Impact of the Supreme Court’s Internet Sales Tax Decision on Small Business

Date: June 26, 2018

A lot of people are talking about the U.S. Supreme Court’s June 21, 2018, decision in South Dakota v. Wayfair, No. 17-494, which makes it easier for states to collect sales tax from out-of-state companies selling a product to in-state costumers. The Court upheld a South Dakota law requiring out-of-state businesses to collect and remit sales taxes if they make 200 separate sales or $100,000 worth of sales within the state, without regard to whether the company has a physical presence in the state. Accordingly, online retailers, as well as brick-and-mortar businesses selling products across state-lines, need to consider whether sales tax needs to be collected for out-of-state sales.

Background

Wayfair upends a rule, that courts had enforced for decades, precluding states from taxing out-of-state companies unless they had established a physical presence in that jurisdiction. For example, a company warehousing inventory (or with an employee) in Colorado would have had to collect and remit Colorado state sales tax in the past, while a company with much higher sales volume to Colorado customers was exempt if its only contacts were with customers online. But the Wayfair decision repudiates the old rule in holding that sales volume may trigger a duty to pay taxes to a state. In other words, a company operating exclusively in Pennsylvania or Ohio may have to collect and remit sales tax in any number of jurisdictions where it may have online sales—from Hawaii to Florida.

Effect on Businesses

While the Supreme Court acknowledged that the decision might greatly complicate business for out-of-state sellers, the Court held that the physical presence rule was unfounded from the beginning. Further, the Court said that the old physical presence rule was “unfair and unjust” to “competitors, both local and out of state, who must remit the tax…” That reflects the severe split in opinion on this issue among the small business community—with brick-and-mortar businesses and online companies deeply divided in their views. So, while it is possible that Congress may step-in with legislation to address the problems created by this decision, the reality is that competitors are likely to butt heads on different policy proposals.

We may also expect the lower courts to flesh-out some still unanswered questions.

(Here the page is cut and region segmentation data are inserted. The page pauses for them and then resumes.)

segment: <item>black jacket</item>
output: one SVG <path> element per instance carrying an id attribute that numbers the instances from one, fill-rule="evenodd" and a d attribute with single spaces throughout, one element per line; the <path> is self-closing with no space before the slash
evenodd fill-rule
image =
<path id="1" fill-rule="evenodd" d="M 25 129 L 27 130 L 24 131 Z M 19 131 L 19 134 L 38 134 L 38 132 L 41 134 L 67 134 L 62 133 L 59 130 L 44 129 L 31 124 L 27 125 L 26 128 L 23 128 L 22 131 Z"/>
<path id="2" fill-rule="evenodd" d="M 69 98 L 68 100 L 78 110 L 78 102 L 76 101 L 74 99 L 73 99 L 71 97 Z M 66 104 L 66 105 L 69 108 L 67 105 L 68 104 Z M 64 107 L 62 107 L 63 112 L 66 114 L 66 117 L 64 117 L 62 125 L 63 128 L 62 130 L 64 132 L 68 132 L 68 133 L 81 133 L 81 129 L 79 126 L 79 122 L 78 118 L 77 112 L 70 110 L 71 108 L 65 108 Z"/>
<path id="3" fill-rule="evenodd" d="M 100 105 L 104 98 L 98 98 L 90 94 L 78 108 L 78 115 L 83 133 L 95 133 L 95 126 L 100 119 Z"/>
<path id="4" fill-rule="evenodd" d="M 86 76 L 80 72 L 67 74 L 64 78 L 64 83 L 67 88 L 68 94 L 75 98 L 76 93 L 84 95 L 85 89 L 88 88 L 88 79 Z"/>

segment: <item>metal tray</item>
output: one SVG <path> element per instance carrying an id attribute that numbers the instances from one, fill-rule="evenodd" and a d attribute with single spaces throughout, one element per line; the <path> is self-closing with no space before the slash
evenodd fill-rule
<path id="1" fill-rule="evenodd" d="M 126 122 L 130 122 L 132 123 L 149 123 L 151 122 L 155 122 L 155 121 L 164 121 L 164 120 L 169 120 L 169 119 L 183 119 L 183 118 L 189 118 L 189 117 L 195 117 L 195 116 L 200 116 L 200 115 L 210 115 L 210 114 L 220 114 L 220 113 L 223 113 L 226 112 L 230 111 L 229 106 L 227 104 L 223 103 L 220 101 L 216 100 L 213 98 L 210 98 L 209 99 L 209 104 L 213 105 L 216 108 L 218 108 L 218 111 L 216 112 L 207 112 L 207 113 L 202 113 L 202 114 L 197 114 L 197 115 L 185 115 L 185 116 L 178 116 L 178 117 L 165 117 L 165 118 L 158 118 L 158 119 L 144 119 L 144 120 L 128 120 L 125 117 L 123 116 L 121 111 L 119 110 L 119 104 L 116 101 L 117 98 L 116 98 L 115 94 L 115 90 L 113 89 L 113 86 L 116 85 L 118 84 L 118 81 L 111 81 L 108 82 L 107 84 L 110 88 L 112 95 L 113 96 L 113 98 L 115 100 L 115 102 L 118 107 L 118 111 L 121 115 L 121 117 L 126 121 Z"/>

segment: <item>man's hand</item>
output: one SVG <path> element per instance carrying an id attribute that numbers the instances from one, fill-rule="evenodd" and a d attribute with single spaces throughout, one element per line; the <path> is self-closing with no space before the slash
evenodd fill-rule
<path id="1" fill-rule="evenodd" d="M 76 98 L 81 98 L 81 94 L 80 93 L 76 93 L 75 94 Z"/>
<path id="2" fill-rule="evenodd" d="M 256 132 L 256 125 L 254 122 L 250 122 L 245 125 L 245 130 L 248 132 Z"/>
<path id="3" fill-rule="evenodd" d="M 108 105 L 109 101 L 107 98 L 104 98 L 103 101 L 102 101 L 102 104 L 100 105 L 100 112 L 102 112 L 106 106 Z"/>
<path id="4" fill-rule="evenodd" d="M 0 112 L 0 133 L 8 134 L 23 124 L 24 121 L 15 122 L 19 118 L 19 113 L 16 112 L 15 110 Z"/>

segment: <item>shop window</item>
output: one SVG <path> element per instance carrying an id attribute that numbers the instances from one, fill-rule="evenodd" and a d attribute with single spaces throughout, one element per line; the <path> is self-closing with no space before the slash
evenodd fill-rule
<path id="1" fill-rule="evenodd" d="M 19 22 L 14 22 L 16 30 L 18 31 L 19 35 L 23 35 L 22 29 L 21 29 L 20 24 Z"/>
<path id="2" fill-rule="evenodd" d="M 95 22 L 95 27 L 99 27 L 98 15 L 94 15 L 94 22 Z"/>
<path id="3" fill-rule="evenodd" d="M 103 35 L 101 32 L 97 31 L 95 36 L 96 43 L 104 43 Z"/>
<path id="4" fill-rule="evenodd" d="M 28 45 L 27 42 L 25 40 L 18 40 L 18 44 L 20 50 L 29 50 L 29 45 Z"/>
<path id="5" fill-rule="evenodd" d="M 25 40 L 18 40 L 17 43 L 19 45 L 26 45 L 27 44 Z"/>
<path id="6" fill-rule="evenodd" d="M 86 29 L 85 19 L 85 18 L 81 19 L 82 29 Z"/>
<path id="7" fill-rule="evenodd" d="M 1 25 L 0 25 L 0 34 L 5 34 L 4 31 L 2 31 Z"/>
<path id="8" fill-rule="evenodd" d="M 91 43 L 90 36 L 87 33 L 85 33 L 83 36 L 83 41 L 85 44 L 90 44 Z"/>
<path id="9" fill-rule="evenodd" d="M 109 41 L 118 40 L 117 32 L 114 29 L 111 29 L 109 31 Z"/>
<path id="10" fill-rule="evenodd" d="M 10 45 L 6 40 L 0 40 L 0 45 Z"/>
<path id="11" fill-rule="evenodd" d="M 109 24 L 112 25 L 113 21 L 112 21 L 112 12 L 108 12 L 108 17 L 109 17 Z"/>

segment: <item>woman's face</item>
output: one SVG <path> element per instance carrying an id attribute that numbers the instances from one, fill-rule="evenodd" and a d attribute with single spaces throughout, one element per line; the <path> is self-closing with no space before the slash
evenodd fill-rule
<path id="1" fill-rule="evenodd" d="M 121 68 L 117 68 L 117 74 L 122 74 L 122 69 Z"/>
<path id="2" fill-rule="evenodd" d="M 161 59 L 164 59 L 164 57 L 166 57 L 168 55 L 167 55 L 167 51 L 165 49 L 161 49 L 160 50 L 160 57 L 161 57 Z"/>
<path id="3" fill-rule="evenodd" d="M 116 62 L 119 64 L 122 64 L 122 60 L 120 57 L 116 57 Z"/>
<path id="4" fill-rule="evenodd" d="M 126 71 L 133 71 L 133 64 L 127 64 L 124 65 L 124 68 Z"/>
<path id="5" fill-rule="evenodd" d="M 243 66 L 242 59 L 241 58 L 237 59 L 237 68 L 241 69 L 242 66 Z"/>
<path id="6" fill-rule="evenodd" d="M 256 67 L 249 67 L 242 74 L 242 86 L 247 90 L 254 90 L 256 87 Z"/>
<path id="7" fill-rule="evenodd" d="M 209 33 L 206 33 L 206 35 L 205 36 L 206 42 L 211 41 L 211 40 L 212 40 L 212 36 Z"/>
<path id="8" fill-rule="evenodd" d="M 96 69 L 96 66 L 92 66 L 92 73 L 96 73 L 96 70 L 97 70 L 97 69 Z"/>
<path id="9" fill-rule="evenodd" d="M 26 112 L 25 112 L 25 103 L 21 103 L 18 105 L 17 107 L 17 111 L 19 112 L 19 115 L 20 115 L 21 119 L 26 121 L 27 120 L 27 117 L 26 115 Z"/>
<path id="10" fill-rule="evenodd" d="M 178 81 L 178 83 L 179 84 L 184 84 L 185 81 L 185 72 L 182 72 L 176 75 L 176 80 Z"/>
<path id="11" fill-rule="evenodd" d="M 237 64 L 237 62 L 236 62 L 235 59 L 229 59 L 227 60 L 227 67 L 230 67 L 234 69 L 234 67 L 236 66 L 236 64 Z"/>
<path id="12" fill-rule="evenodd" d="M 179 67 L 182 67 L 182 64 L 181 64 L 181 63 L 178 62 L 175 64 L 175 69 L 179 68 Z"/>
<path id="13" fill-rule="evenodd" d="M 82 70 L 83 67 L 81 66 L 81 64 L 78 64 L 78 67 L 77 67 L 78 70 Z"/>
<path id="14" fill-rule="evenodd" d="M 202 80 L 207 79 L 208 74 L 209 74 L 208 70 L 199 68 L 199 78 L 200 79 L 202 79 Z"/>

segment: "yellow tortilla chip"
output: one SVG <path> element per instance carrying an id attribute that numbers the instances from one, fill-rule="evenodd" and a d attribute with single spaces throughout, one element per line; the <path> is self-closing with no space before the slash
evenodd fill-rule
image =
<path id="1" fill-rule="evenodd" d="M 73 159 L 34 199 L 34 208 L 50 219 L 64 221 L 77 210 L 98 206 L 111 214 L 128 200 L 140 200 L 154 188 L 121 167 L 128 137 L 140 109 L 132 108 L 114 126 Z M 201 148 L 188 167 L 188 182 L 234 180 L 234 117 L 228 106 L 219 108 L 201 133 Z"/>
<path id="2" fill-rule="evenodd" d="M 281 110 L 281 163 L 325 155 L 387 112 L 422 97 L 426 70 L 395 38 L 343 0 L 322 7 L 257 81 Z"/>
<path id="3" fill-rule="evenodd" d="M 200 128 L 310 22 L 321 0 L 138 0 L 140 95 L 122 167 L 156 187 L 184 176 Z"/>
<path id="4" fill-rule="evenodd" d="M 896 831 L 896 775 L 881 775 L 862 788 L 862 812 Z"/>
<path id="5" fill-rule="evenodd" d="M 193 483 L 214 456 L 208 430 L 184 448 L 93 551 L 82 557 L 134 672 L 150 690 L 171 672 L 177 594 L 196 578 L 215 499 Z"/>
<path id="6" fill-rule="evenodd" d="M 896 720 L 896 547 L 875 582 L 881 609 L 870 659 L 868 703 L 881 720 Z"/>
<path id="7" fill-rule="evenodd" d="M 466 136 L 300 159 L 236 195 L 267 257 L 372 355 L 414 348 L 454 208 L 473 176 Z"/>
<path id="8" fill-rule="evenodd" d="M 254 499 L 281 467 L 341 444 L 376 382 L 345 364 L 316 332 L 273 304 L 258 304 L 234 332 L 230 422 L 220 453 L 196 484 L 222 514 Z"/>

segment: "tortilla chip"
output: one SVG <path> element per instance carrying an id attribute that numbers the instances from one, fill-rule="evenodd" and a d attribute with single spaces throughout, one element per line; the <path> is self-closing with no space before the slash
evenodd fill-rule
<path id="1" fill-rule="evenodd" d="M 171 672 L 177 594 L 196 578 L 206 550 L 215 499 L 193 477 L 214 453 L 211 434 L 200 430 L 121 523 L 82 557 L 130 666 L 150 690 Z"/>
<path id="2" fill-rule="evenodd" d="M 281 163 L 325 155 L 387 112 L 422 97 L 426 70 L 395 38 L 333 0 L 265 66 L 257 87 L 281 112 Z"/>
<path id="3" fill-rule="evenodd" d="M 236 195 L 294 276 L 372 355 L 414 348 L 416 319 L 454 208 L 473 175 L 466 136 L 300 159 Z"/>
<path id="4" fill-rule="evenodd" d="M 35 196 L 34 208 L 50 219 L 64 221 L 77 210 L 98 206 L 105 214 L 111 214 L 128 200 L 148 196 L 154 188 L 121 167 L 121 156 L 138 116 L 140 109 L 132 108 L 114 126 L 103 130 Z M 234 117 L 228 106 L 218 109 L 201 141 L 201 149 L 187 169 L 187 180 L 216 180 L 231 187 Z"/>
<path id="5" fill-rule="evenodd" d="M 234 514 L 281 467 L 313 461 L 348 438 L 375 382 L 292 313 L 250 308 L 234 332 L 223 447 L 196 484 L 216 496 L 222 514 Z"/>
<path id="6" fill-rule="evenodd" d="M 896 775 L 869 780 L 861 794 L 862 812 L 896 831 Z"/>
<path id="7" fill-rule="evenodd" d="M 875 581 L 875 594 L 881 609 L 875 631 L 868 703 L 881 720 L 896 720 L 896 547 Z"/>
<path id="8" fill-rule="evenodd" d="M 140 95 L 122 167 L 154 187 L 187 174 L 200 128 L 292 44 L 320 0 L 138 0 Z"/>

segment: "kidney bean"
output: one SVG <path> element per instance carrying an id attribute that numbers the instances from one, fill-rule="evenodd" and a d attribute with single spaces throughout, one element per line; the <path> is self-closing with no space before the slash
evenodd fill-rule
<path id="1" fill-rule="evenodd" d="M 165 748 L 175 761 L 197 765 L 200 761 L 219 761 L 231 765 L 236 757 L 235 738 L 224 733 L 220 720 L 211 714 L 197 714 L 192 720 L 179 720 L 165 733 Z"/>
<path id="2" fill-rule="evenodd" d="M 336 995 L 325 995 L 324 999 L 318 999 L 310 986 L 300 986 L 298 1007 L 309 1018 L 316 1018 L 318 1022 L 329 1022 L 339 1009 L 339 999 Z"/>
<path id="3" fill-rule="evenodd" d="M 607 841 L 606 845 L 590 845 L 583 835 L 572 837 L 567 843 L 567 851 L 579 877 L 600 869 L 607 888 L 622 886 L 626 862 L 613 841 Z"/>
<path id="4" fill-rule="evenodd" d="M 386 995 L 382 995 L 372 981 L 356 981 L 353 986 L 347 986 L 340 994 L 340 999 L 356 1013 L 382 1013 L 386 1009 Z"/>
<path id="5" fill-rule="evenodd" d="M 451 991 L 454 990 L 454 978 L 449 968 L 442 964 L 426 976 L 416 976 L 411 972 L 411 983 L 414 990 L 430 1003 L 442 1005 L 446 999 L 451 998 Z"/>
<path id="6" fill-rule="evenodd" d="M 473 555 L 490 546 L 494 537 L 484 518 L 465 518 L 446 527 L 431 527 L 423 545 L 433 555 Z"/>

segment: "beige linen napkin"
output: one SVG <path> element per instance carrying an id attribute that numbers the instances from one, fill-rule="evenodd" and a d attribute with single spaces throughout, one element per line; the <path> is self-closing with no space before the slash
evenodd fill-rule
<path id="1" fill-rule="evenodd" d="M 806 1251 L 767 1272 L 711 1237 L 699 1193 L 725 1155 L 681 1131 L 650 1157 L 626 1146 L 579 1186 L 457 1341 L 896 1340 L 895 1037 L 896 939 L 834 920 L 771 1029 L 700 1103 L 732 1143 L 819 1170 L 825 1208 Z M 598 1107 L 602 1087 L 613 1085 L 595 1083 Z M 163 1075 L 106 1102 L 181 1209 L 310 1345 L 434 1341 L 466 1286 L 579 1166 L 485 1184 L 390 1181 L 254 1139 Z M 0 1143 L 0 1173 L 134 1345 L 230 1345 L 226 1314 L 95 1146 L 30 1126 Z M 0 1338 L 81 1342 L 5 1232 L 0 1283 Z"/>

While it is clear that South Dakota’s threshold for requiring businesses to collect and remit state sales tax is constitutional, other states may be more aggressive in requiring businesses with fewer sales to collect and remit taxes. Meanwhile, businesses selling products across state-lines should seek advice from a trusted tax attorney or a certified public accountant to confirm whether they have new duties to collect and remit sales taxes in different jurisdictions. If so, businesses are advised to talk with legal counsel and or their CPA about how best to comply with those obligations, with minimum administrative burdens.